Воспользовавшись ташкентским метро (никак во мне не укладывается: в Ташкенте — метро?), еду до станции «Халкар Дустлиги», что означает «Дружба народов» и выхожу на залитые азиатским солнцем асфальтовые просторы. У подножия стекло-алюминиевых громад с узбекским орнаментом из бетона по фасаду, средь буйства современной строительной стихии обнаруживаю вдруг островок довоенного Ташкента. Это похоже на театр, на декорации, но это настоящая живая жизнь, словно законсервированная с давно минувших времен: глиняные дувалы, слепые, без окон наружу, глиняные стены домишек, булыжная мостовая, пыльные карагачи. На скамейке сидят два старых узбека. Один совсем старый, согбенный, с остановившимся взглядом слезящихся глаз, другой помоложе, без ноги. На пиджаках у обоих знаки фронтовиков. Обращаюсь к ним.

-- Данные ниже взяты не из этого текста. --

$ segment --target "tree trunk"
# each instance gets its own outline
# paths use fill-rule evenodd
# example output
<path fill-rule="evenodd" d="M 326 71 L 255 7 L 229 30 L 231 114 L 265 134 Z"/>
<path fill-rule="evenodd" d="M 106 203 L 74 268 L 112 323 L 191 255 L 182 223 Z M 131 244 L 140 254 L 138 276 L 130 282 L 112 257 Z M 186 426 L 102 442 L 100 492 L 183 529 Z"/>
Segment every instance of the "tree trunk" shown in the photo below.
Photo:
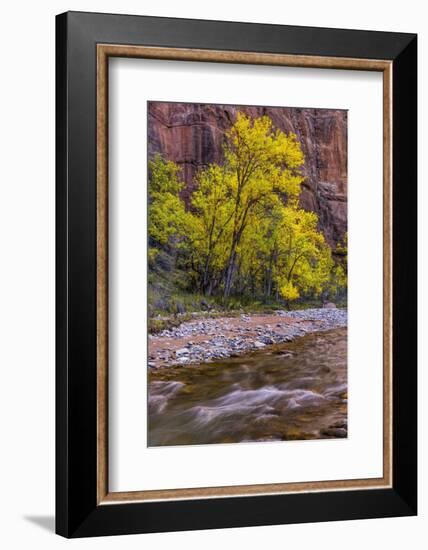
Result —
<path fill-rule="evenodd" d="M 236 260 L 236 248 L 233 247 L 229 257 L 229 262 L 226 270 L 226 278 L 224 281 L 224 298 L 228 298 L 230 296 L 230 291 L 232 290 L 233 272 L 235 270 L 235 260 Z"/>

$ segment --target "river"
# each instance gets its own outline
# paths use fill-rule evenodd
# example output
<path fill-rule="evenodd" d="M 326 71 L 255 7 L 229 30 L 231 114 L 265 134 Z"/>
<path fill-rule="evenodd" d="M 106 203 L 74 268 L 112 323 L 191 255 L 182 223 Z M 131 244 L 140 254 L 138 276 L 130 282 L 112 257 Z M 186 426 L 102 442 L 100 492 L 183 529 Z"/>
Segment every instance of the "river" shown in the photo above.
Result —
<path fill-rule="evenodd" d="M 149 372 L 148 444 L 346 437 L 347 329 Z"/>

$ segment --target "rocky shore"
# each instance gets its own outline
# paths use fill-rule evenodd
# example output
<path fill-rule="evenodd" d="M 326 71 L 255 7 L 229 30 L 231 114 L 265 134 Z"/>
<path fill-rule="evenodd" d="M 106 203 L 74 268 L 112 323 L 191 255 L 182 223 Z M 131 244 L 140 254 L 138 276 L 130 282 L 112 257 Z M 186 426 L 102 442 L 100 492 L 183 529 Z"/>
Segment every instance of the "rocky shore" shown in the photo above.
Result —
<path fill-rule="evenodd" d="M 149 335 L 149 367 L 206 363 L 290 342 L 305 334 L 347 325 L 336 308 L 195 319 Z"/>

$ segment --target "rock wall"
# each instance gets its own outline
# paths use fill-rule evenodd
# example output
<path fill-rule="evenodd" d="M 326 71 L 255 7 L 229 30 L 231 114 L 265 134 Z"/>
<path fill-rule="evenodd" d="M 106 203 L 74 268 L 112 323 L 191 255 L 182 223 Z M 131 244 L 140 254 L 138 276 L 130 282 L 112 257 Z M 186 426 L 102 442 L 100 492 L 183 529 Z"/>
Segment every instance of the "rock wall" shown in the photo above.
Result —
<path fill-rule="evenodd" d="M 320 229 L 336 244 L 347 231 L 346 111 L 150 102 L 149 157 L 159 152 L 181 166 L 187 199 L 198 168 L 222 162 L 224 133 L 238 110 L 252 117 L 268 115 L 275 127 L 297 135 L 305 155 L 301 205 L 318 214 Z"/>

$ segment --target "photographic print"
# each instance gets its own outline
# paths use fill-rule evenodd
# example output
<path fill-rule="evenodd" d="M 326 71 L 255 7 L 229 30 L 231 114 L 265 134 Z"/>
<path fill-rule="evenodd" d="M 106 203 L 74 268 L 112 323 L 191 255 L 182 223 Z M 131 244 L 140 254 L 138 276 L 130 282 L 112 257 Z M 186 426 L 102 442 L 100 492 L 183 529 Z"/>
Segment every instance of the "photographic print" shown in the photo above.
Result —
<path fill-rule="evenodd" d="M 347 437 L 347 111 L 148 102 L 148 445 Z"/>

— Дом сто тринадцать? Да вот он, рядом стоите… Да, Сачаков, да, Бахор. Стучите, должен отозваться…

Стучу. Стучу и ужасно волнуюсь. Я ведь к кому стучу-то? К комбату отца. Я давно и много думал о нем. Думал сам. И представлял себе, что смотрю на него глазами отца. Кто такой комбат для рядового на фронте? Это бог. Это адвокат, прокурор, судья — это судьба. Хотя понятно, конечно, что сам этот судья — ого как подсуден-то! «Людей жалеешь, мозгляк?» — и так было. Лишь богу позволительно на фронте сказать: жалею. Да воюют не боги.

Зачем я искал комбата? Вручить свою повесть. И жжет меня интерес к каждой детали фронтовой жизни отца. И пытаюсь понять одну черту войны. Такую черту. Батальон почти весь полег в тех боях. Погиб пульбат. Командир уцелел. Это значит, что жизнь ставит передо мной, сыном погибшего рядового из того батальона, вопрос: как относиться к такому обстоятельству и такому человеку?

Нет, я не думаю, что существование этого вопроса в моем повествовании — признак какой-то злобности и непримиримости. И это ни в коей степени не суд, я уже писал, что на него я, не участвовавший в войне, не имею права. Но не только погибший отец рядовой, а все погибшие рядовые велят мне: не уходи от вопроса, попытайся разобраться.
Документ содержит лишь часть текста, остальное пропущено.